Baby boom Trekkies loved the original TV series’ ship (NCC–1701). Millennials had Picard’s ship, the 1701-D. But my ship, my Enterprise, was NCC–1701-A—the short-lived duplicate we see in Treks IV-VI. The Undiscovered Country is the first Trek I saw in theaters; that film cemented my fondness for its imaginary vessel.
But it’s not just nerd nostalgia that makes 1701-A better. The refit Enterprise (both 1701 and 1701-A) looks better than any other Star Trek ship. It has a simple, utilitarian appearance—not the retro corniness of the original series’ design (and J.J. Abram’s reboot), nor the smooth, oddly-aerodynamic sleekness of the Next Generation-era ships. The 1701-A design is so beautiful that the first film dedicates five full minutes to a majestic fly-by. Some people think that scene is boring. Those people are wrong.

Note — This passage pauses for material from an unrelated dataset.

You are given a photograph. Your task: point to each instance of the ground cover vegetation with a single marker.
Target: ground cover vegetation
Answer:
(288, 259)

The 1701-A’s interior aesthetic bests its Enterprise siblings, as well. None of these sprawling, 2000-square-foot luxury suites from the Enterprise-D. Instead, enlisted crew share bunkrooms, and even a ship’s captain gets relatively cramped quarters. The bridge feels submarinish—metallic and stark—compared to the plush, over-carpeted interior of Picard’s bridge, or the 60s show’s cardboard sets.
I do sometimes wonder what happened to the Enterprise-A, since the ship disappears from canon after The Undiscovered Country. According to a toy model’s documentation, the vessel gets placed in a museum. A TNG comic indicates that Scotty tours the 1701-A after his unlikely rescue by Picard and Co. (TNG: “Relics.”) And in William Shatner’s (non-canonical) Trek novels, Kirk (newly resurrected after Generations) pulls the Enterprise-A out of retirement for one more mission to save the galaxy.